恋人と温泉旅行に行って、部屋で恋人が携帯ゲーム機でゲームをするのを後ろから眺めたまま一晩を明かしたという友人がいる。その話を聞いたとき、「えっ、折角の旅行なのにそんな過ごし方でいいの⁉」とびっくりしてしまったのだけれど、友人はその夜が楽しかったらしい。

また別の知人は、誕生日に恋人からもらったプレゼントの値段を調べて、自分が相手にあげたものより安かったら落ち込んでしまうらしい。私はそこまで恋愛とお金を結び付けて考えていないので、その話を聞いて純粋に「大変だなあ」と思ってしまった。

結局、恋愛観なんて人それぞれなのだ。交際相手に何を求めるかなんて、他人によってバラバラだ。

顔やスタイル重視の人もいれば、趣味や話が合えば良いという人もいる。自分のために使ってくれる金額で相手の愛を推し量る人もいるし、何かフェティシズム的なものがあって、そこに当てはまる人ならば誰でもいいという人もいなくはないだろう。

だから、よそのカップルが幸せかどうかなんて、他人が分かるわけがないんだと思う。
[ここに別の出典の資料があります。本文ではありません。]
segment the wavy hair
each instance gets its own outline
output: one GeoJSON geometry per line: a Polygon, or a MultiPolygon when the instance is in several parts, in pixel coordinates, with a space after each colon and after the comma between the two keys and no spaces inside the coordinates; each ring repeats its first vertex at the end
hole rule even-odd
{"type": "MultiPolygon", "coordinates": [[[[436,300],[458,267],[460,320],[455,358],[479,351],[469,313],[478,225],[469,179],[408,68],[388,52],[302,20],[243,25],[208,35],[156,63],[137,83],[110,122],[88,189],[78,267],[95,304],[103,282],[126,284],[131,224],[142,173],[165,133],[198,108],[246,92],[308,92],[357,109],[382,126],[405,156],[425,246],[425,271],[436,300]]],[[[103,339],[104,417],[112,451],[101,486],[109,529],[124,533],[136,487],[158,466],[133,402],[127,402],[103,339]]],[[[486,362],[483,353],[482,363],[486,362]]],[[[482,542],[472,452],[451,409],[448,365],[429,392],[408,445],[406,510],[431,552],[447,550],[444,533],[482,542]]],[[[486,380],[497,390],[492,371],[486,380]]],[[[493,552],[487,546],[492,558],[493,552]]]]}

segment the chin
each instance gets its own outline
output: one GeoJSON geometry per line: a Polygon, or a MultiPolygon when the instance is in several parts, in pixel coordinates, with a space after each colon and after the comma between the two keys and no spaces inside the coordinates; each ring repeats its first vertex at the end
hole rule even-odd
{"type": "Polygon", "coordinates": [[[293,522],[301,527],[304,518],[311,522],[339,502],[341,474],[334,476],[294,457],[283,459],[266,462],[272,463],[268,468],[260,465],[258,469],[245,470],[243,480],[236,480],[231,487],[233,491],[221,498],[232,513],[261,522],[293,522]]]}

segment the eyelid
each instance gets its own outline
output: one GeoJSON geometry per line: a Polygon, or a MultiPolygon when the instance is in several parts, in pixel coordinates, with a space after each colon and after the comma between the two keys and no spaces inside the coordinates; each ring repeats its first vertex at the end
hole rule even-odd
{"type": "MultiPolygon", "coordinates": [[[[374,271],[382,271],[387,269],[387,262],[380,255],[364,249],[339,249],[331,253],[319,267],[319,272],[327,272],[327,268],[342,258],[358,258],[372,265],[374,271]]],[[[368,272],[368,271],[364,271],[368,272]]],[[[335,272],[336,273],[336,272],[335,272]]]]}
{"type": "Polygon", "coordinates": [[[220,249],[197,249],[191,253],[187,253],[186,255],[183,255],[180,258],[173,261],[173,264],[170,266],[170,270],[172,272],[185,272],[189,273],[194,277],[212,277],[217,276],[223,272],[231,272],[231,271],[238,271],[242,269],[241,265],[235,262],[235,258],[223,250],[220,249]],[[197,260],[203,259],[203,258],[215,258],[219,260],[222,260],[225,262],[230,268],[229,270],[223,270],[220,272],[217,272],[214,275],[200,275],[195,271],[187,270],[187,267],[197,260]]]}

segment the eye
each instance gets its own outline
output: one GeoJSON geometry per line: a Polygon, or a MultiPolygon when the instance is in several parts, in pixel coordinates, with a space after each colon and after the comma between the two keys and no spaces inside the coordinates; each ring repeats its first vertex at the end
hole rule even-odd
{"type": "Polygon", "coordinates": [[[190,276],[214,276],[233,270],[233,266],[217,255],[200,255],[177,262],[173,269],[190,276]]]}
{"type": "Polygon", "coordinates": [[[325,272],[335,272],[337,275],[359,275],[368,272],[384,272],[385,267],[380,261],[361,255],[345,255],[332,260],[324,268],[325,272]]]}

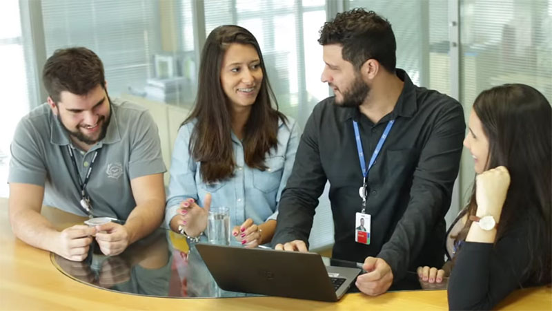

冒頭の姪っ子さんの恋人だって、爆音の出る車に乗ってるからと言ってその彼女が幸せになれないかといったら、そんなこと誰にもわかるはずがない。爆音の出る車の善悪に関してはここでは置いておくとして、実際何か二人の間に惹かれ合うものがあったから二人は一緒になったわけだ。それを車一つのことで周りが色々口を挟んだところで、余計なお世話以外の何物でもないだろう。

私だって、いま恋人がいてこれ以上ないほどに幸せだけれど、周りから見て幸せそうなのかと言ったら、どうなのかよく分からない。幸せなんて、それを味わっている本人からしか、正確には観測できない。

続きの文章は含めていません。